I’m no linguist – nor do I play one on TV, but it can be fun to have a dig around in their world. I’ve been doing a bit of research.
Enthnologue is an interesting database of human languages and worth a wander through.
However, it doesn’t contain what I was looking for – a list of human languages (well, more strictly, the scripts) that have both majuscules and minuscules – better known as “upper-case” and “lower-case” to the likes of me. Certainly the Germanic scripts do.
What I learnt from the Unicode FAQ was that:
-
Most scripts don’t have cases.
-
The mappings from upper-to-lower-case are not one-to-one.
-
“For example, both a sigma and a final sigma upper-case to a capital sigma.” – Unicode FAQ
-
Some mappings are locale-dependent.
UPPER("i") != "I"
in Turkish! -
Some lower-case Unicode glyphs can’t map to a single upper-case glyph. For example, the fl ligature (
U+FB02
), when converted to upper-case, should end up taking two characters.
-
There are a couple of conclusions:
- When dealing with non-English scripts, avoid assumptions like
UPPER(x) == UPPER(LOWER(x))
. - Relying on a computer to change the case of a character is going to be a non-trivial operation.

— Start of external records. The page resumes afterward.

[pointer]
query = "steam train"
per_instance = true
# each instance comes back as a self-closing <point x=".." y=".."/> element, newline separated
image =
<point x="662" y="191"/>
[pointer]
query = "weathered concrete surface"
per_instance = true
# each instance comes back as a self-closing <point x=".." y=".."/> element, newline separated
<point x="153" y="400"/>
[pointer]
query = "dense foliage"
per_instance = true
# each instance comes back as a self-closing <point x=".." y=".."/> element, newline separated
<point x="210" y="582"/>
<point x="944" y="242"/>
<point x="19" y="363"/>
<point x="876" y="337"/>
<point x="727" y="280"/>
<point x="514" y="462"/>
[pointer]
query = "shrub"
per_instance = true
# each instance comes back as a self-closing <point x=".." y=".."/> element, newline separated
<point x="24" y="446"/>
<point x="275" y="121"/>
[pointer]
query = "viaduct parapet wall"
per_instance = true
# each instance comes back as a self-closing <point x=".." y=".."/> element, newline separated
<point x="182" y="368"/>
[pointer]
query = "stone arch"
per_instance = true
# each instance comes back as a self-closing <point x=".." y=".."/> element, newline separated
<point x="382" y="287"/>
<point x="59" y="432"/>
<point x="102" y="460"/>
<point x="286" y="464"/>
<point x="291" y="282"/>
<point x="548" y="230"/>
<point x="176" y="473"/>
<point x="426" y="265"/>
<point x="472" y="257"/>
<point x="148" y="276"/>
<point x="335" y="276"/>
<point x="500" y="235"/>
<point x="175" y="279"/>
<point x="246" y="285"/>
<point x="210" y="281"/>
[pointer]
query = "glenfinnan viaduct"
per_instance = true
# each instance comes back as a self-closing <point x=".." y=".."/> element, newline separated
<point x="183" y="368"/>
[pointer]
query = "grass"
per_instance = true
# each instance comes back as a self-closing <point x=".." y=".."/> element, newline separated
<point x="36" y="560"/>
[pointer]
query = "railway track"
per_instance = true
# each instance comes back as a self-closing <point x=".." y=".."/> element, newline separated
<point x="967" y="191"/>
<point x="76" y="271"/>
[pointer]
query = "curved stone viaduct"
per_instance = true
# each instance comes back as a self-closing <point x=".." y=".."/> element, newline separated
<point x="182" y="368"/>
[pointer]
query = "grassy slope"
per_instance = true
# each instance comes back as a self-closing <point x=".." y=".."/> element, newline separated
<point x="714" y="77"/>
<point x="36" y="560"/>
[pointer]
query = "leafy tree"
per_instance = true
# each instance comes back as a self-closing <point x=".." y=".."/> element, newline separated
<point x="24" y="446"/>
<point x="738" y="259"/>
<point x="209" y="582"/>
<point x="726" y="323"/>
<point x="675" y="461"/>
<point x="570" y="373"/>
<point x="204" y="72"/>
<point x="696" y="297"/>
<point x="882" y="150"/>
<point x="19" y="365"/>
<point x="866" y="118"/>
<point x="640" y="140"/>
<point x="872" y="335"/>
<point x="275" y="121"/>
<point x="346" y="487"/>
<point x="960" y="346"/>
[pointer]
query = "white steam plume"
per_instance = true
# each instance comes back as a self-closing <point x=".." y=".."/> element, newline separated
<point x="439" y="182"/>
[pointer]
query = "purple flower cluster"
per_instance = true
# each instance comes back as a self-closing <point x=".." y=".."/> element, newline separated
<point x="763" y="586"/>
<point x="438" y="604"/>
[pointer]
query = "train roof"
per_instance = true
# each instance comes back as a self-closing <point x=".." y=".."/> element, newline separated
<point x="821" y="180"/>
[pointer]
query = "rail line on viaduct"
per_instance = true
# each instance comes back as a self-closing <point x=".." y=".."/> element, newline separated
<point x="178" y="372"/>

(Why am I going on about typography and linguistics? Bear with me. I’m building up a framework for an argument. I’ll come back to this later on.)
Comment by alastair on October 25, 2005
I find Unicode fascinating just for the window it provides onto the range of human written expression. As you have seen, even the most basic English assumptions (like the characteristics of upper- and lower-case letters) do not hold for the rest of the non English-speaking world.
Comment by Alan Green on October 26, 2005
Still bearing with you, Julian. But if you don’t come to the point soon, my head, unsatiated curiosity will develop into intellectual vacuum, and my head will implode.